Currently I work in an environment where we have a specific TSM instance for a large SAP DB (99TB currently). We just upgraded the drives in the tape library (yes we use tape! I know...I know....) from MagStar 3592 TS1130 (E06) drives to TS1140 (E07) drives. The upgrade was pushed in hopes of a jump in write/backup performance, but I was skeptical. TSM adds so much overhead you cannot use the RAW tape read/write numbers from any manufacturer. Typically IBM is somewhat reasonable with their numbers, but in this case I have seen NO performance increase what-so-ever.  Here is a query of the processes for storage pool backup.

UPDATE (04/04/2014):  Let me give you some more specs, we have the 99TB DB split between 4 TSM Storage Agents each having 4 8Gb HBA's. Each storage agent runs 4 sessions (allocates 4 drives) for their backup process. So all 4 storage agents account for 16 simultaneous sessions and it still takes over 24 hours to perform the 99TB backup. The backups are averaging around 70-78MB/sec. Is this a TSM overhead issue or do I have a tuning issue with the TDP and TSM? I'm getting less than 50% of the throughput I should see.
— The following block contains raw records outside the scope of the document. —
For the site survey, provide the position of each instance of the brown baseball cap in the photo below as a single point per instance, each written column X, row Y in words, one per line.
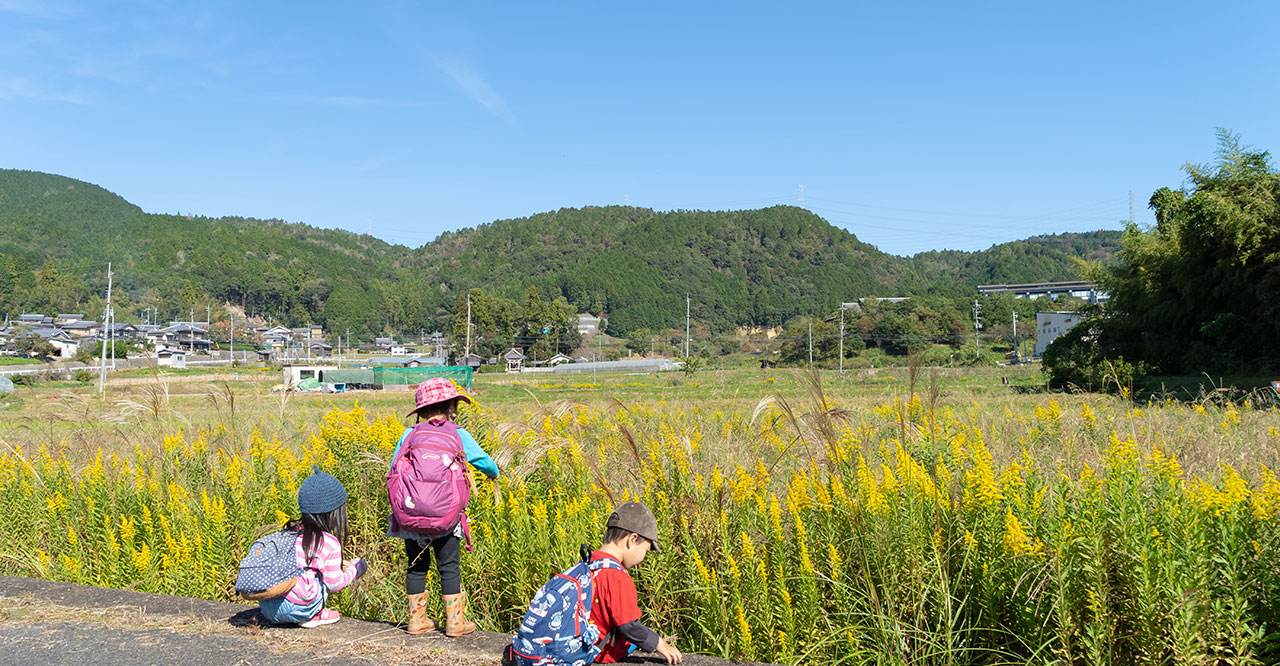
column 634, row 516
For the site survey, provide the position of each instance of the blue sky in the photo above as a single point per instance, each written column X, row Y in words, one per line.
column 917, row 126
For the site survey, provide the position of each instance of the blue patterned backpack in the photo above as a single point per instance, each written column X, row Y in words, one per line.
column 270, row 569
column 557, row 629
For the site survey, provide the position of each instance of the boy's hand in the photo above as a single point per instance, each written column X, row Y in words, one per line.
column 668, row 652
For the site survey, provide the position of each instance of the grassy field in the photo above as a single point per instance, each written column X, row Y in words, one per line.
column 880, row 516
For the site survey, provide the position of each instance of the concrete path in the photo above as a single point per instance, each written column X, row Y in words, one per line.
column 46, row 623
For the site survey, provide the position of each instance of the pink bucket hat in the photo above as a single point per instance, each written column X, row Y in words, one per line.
column 437, row 389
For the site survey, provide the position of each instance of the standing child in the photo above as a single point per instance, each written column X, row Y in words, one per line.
column 321, row 533
column 429, row 488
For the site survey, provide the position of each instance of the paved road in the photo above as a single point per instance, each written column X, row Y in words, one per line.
column 80, row 644
column 48, row 623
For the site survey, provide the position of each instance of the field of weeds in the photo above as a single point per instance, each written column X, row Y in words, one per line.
column 878, row 518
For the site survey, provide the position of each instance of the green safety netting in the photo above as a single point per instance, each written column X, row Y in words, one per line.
column 350, row 375
column 309, row 384
column 385, row 377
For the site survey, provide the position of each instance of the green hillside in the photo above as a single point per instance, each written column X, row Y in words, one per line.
column 740, row 268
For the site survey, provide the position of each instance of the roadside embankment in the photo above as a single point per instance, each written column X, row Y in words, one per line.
column 44, row 621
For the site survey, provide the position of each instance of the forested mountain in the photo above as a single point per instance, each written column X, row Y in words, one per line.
column 739, row 268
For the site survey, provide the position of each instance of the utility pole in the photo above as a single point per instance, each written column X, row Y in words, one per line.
column 686, row 325
column 977, row 324
column 841, row 337
column 1018, row 356
column 467, row 350
column 106, row 314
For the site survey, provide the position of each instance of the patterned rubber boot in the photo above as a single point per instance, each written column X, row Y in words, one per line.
column 417, row 620
column 456, row 610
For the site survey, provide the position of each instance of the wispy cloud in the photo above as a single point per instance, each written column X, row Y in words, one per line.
column 379, row 160
column 39, row 9
column 339, row 101
column 475, row 86
column 22, row 89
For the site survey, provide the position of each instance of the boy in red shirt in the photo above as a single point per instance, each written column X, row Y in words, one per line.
column 630, row 533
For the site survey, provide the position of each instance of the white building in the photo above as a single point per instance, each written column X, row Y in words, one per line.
column 1050, row 325
column 588, row 323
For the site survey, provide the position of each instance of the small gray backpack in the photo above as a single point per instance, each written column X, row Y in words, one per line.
column 270, row 569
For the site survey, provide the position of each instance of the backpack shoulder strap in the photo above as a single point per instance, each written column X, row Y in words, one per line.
column 602, row 564
column 444, row 427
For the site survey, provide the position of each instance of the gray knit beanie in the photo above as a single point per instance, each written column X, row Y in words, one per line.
column 320, row 493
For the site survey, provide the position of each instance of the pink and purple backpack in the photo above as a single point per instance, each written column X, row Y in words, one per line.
column 428, row 483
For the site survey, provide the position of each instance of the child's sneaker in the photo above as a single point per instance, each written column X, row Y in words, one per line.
column 324, row 616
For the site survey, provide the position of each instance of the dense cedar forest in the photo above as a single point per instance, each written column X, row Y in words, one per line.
column 1197, row 292
column 740, row 268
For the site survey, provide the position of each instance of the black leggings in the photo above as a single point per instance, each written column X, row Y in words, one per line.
column 447, row 550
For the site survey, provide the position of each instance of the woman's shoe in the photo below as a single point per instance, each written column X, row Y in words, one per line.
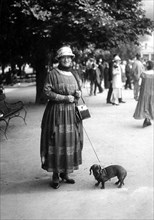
column 65, row 177
column 55, row 181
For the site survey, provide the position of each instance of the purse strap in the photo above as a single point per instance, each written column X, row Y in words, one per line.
column 74, row 74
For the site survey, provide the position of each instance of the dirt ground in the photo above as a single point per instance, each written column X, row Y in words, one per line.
column 116, row 137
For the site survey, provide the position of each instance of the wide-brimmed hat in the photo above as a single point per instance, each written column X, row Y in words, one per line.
column 64, row 51
column 116, row 58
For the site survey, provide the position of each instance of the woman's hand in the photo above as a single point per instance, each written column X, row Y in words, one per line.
column 70, row 98
column 78, row 94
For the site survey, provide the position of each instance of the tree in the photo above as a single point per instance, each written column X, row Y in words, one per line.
column 31, row 31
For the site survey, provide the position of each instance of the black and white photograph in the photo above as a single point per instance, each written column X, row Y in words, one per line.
column 76, row 109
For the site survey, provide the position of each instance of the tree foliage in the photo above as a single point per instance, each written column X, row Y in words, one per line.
column 30, row 30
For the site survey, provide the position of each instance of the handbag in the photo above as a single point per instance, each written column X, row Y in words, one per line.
column 82, row 111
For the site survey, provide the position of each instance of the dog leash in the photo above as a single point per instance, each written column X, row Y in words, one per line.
column 92, row 145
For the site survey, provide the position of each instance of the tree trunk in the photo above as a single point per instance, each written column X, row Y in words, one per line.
column 41, row 73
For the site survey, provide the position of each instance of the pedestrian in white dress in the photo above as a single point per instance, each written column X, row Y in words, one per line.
column 117, row 81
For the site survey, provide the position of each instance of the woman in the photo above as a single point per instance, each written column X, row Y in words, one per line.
column 145, row 105
column 61, row 135
column 116, row 81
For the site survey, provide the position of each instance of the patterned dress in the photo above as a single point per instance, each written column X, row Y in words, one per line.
column 145, row 105
column 61, row 134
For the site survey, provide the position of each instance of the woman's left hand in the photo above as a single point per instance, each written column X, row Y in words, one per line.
column 71, row 98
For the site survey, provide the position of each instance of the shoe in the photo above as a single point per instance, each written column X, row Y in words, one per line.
column 55, row 181
column 65, row 177
column 120, row 100
column 146, row 123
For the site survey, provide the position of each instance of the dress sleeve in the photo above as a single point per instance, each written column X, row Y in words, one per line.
column 50, row 93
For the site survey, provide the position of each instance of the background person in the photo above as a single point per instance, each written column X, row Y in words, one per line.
column 137, row 69
column 145, row 105
column 61, row 134
column 116, row 81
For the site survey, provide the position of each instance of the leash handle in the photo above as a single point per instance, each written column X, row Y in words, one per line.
column 92, row 146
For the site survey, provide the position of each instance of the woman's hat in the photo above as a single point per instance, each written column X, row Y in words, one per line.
column 116, row 58
column 64, row 51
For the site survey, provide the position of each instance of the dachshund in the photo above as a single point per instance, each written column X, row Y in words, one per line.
column 105, row 174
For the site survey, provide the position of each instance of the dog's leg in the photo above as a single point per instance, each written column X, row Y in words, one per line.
column 97, row 184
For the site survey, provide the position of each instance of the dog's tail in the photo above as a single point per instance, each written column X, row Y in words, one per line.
column 91, row 169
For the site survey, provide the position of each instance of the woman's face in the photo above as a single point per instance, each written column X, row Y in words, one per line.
column 66, row 61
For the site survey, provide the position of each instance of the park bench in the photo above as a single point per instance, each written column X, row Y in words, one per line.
column 9, row 111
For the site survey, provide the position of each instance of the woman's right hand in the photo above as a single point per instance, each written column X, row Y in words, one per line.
column 71, row 98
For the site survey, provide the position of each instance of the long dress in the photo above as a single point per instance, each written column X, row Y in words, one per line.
column 61, row 134
column 145, row 105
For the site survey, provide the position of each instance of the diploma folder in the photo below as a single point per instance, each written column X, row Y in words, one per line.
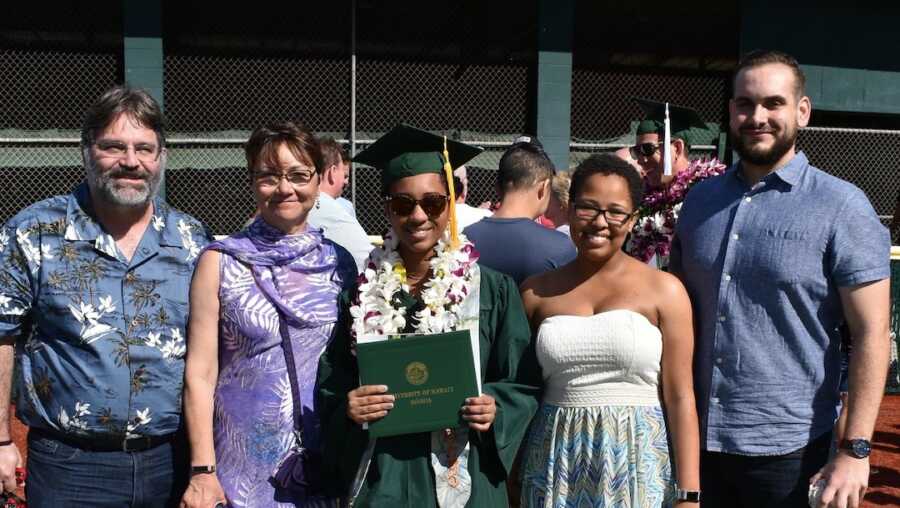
column 430, row 377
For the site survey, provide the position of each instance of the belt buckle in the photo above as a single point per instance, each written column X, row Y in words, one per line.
column 137, row 444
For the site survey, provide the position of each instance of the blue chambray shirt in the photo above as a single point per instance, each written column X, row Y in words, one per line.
column 107, row 342
column 763, row 266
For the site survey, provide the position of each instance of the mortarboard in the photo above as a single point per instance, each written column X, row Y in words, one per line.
column 407, row 151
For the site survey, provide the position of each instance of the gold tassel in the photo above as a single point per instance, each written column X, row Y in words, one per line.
column 448, row 171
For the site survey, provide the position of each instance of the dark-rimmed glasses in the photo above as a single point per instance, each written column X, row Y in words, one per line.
column 433, row 204
column 589, row 213
column 144, row 152
column 269, row 179
column 643, row 150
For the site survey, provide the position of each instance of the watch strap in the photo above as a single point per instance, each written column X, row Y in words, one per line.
column 851, row 446
column 689, row 496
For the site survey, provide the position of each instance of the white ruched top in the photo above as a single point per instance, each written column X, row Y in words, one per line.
column 610, row 358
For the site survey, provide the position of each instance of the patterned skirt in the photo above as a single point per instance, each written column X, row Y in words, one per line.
column 615, row 456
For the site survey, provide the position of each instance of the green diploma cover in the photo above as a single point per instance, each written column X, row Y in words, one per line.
column 430, row 377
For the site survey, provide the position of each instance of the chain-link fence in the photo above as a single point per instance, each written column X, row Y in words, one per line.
column 870, row 159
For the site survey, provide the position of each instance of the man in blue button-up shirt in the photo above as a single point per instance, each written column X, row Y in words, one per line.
column 94, row 297
column 776, row 255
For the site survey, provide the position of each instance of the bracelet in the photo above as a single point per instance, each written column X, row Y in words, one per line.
column 206, row 469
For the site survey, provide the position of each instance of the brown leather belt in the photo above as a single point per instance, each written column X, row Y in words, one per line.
column 106, row 443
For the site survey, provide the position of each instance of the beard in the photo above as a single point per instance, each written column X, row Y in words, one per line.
column 760, row 156
column 107, row 187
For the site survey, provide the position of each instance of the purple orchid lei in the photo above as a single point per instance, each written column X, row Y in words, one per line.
column 658, row 213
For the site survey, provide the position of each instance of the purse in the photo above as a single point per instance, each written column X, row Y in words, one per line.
column 300, row 472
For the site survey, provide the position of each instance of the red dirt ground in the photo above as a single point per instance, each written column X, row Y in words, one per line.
column 884, row 483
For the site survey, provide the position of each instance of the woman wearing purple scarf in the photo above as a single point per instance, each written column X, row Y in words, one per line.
column 263, row 304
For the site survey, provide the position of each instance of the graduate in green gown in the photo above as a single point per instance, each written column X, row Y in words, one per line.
column 425, row 279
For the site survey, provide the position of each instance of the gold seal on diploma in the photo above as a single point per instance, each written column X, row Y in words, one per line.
column 416, row 373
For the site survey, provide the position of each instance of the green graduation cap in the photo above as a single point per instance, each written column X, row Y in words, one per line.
column 681, row 119
column 408, row 151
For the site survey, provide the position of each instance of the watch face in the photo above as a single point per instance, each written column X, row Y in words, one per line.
column 861, row 448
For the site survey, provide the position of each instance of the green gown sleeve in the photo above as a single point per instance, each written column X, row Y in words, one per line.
column 512, row 374
column 343, row 441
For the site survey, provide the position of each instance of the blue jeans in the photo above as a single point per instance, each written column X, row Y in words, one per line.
column 60, row 475
column 781, row 481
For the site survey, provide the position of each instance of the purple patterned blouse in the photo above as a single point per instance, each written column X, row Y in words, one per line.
column 302, row 275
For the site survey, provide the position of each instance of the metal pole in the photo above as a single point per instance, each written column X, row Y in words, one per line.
column 353, row 100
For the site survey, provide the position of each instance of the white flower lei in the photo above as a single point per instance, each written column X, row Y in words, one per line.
column 376, row 310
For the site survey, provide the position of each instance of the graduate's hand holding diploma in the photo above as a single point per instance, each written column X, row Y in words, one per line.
column 369, row 403
column 480, row 412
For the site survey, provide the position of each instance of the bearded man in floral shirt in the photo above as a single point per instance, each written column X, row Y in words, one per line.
column 652, row 235
column 94, row 300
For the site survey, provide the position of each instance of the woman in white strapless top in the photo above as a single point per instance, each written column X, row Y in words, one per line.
column 614, row 339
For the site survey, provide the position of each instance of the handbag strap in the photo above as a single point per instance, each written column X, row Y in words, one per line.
column 292, row 371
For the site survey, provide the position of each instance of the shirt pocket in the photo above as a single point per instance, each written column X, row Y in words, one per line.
column 782, row 255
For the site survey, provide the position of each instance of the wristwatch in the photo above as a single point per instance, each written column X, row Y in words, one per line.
column 688, row 496
column 858, row 448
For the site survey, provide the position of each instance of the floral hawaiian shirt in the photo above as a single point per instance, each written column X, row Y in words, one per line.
column 101, row 339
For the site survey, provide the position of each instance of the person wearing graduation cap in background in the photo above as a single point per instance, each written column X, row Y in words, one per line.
column 662, row 150
column 409, row 286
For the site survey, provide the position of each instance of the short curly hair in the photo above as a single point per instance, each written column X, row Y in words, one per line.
column 607, row 164
column 262, row 147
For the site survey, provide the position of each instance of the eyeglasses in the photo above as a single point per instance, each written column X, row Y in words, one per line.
column 589, row 213
column 267, row 179
column 433, row 204
column 144, row 152
column 643, row 150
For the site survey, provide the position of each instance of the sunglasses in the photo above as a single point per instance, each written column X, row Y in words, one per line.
column 433, row 204
column 643, row 150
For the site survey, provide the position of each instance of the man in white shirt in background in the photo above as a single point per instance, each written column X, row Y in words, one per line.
column 465, row 214
column 339, row 224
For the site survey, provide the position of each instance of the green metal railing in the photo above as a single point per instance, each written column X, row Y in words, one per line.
column 893, row 382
Here's the command that is run to execute the DB backup:

ksh -c export DB2NODE=7 ; db2 "backup db DB8   LOAD /usr/tivoli/tsm/tdp_r3/db264/libtdpdb264.a OPEN 4 SESSIONS OPTIONS /db2/DB8/dbs/tsm_config/vendor.env.7 WITH 14 BUFFERS BUFFER 1024 PARALLELISM 8 WITHOUT PROMPTING" ; echo BACKUP_RC=$?

PROCESS_NUM: 2667
    PROCESS: Backup Storage Pool
 START_TIME: 03-27 23:21:54
   DURATION: 00 23:20:13
      BYTES: 6.0TB
 AVG_THRPUT: 75.87 MB/s

PROCESS_NUM: 2668
    PROCESS: Backup Storage Pool
 START_TIME: 03-27 23:21:55
   DURATION: 00 23:20:12
      BYTES: 6.2TB
 AVG_THRPUT: 78.48 MB/s

PROCESS_NUM: 2669
    PROCESS: Backup Storage Pool
 START_TIME: 03-27 23:21:55
   DURATION: 00 23:20:12
      BYTES: 6.2TB
 AVG_THRPUT: 77.99 MB/s

PROCESS_NUM: 2670
    PROCESS: Backup Storage Pool
 START_TIME: 03-27 23:21:55
   DURATION: 00 23:20:12
      BYTES: 6.4TB
 AVG_THRPUT: 80.13 MB/s

I average anywhere from 75 to 80 MB/sec.  Here is the Magstar performance chart. I am using JB media, not JC so I do take a little hit in performance for that.










So with JB media I could get as high as 200MB/sec but I am not even 50% of that number.  Is there any specific tuning parameter I should look at that could be hindering the performance? 

FYI - The backup of the 99TB DB runs LAN-Free using 16 tape drives over 26 hrs.